Mme Annick Billon attire l'attention de M. le ministre de l'éducation nationale, de la jeunesse et des sports sur le manque de moyens consacrés à la scolarisation des enfants porteurs d'un handicap. 
« L'école inclusive, c'est une école qui scolarise tous les élèves et s'adapte à leurs besoins particuliers, quel que soit leur lieu de scolarisation. Construire une école qui accueille et s'adapte aux différences c'est construire la société de demain, éduquer des citoyens qui donneront toutes leurs chances à ceux qui sont différents. C'est aussi donner aux personnes en situation de handicap la possibilité d'acquérir une qualification et ainsi de s'offrir les conditions d'un véritable parcours professionnel. » Ces quelques lignes, tirées du site du ministère de l'éducation nationale, tiennent plus de la promesse que de la réalité vécue sur le terrain par les parents et les enseignants. 
Au sein de deux écoles privées du canton de Saint-Gilles-Croix-de-Vie (Vendée), trois enfants, reconnus handicapés par la maison départementale des personnes handicapées (MDPH) de Vendée à plus de 50 %, nécessitent un accompagnement individuel par un accompagnant d'élèves en situation de handicap (AESH). Depuis septembre 2020, L. , 6 ans, souffrant d'une tumeur au cerveau, n'a aucune aide humaine autre que celle de son enseignante et de son agent spécialisé des écoles maternelles (ASEM). S., scolarisé en CP, dyspraxique à un niveau très élevé et souffrant d'un déficit de l'attention, ne bénéficie que de 6 heures par semaine d'aide mutualisée. N., 6 ans, reconnu déficient, bénéficie au mieux de 6 heures d'AESH par semaine.
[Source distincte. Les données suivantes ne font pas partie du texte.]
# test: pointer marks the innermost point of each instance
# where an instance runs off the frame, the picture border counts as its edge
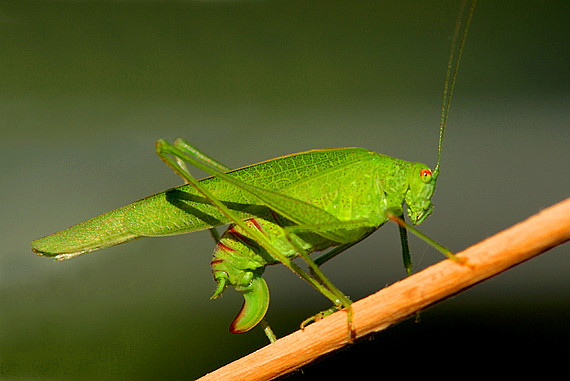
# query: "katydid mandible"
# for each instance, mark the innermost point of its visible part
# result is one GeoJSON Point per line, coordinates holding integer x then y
{"type": "Point", "coordinates": [277, 210]}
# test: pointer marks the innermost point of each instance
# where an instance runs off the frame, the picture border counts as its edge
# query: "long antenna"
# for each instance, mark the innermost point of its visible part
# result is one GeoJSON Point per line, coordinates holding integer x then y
{"type": "Point", "coordinates": [451, 76]}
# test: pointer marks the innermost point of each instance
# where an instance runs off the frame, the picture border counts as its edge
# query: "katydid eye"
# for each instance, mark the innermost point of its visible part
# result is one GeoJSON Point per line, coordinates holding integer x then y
{"type": "Point", "coordinates": [425, 175]}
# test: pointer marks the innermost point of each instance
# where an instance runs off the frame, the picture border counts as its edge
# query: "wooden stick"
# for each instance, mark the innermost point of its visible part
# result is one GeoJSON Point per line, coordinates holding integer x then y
{"type": "Point", "coordinates": [535, 235]}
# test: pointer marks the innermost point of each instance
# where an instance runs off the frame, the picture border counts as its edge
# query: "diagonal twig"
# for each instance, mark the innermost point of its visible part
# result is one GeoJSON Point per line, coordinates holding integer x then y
{"type": "Point", "coordinates": [533, 236]}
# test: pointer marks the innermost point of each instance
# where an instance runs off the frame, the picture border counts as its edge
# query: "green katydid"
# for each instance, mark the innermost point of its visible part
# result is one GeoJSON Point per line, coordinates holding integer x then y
{"type": "Point", "coordinates": [278, 210]}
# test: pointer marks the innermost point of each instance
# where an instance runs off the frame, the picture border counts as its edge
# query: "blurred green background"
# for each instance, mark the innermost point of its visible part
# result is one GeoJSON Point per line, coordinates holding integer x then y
{"type": "Point", "coordinates": [86, 87]}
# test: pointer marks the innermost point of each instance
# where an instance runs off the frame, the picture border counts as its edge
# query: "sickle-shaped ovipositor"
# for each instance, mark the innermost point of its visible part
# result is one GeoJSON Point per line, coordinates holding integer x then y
{"type": "Point", "coordinates": [256, 302]}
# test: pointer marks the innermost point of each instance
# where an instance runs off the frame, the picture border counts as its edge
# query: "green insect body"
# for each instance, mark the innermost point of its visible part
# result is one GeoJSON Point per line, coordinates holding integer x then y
{"type": "Point", "coordinates": [353, 185]}
{"type": "Point", "coordinates": [277, 210]}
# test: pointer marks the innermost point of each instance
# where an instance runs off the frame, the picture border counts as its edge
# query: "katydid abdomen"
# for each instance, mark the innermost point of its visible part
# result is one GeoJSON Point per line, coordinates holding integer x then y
{"type": "Point", "coordinates": [351, 187]}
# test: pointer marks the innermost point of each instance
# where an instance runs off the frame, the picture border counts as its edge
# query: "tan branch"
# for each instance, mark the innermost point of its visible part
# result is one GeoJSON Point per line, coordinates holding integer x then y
{"type": "Point", "coordinates": [392, 304]}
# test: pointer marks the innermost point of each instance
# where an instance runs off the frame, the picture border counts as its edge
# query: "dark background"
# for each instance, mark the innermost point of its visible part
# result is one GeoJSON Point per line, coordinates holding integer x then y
{"type": "Point", "coordinates": [86, 87]}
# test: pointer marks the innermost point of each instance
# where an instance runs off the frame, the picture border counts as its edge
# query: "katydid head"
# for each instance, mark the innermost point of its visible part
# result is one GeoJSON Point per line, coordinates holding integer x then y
{"type": "Point", "coordinates": [421, 185]}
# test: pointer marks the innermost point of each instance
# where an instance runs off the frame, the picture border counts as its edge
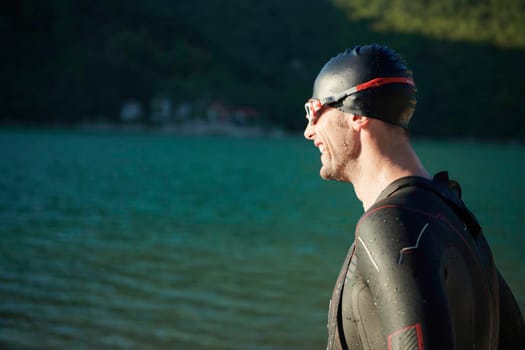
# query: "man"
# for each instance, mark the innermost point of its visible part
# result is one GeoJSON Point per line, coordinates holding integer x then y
{"type": "Point", "coordinates": [419, 274]}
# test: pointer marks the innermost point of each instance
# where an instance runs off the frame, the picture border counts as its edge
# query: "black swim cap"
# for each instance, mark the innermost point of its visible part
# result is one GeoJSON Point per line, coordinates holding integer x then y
{"type": "Point", "coordinates": [392, 102]}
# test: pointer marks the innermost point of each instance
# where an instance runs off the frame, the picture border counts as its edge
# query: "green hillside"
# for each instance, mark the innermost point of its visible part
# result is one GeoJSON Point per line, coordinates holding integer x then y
{"type": "Point", "coordinates": [80, 61]}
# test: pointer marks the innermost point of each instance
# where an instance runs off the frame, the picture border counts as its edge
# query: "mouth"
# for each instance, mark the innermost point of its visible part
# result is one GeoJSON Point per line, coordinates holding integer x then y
{"type": "Point", "coordinates": [321, 147]}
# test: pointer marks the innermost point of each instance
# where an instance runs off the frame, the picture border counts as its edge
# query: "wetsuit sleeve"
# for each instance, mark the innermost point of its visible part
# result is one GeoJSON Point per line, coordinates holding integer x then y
{"type": "Point", "coordinates": [401, 264]}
Des exemples similaires sont recensés sur l'ensemble du territoire français. 
La généralisation des pôles inclusifs d'accompagnement localisés fait craindre un accroissement des problèmes en raison de la possible inadéquation du dispositif aux problématiques individuelles, aux handicaps spécifiques de chaque enfant. 
C'est pourquoi elle lui demande de mobiliser plus de moyens en faveur des élèves porteurs d'un handicap et d'augmenter le nombre d'AESH dans les établissements scolaires. 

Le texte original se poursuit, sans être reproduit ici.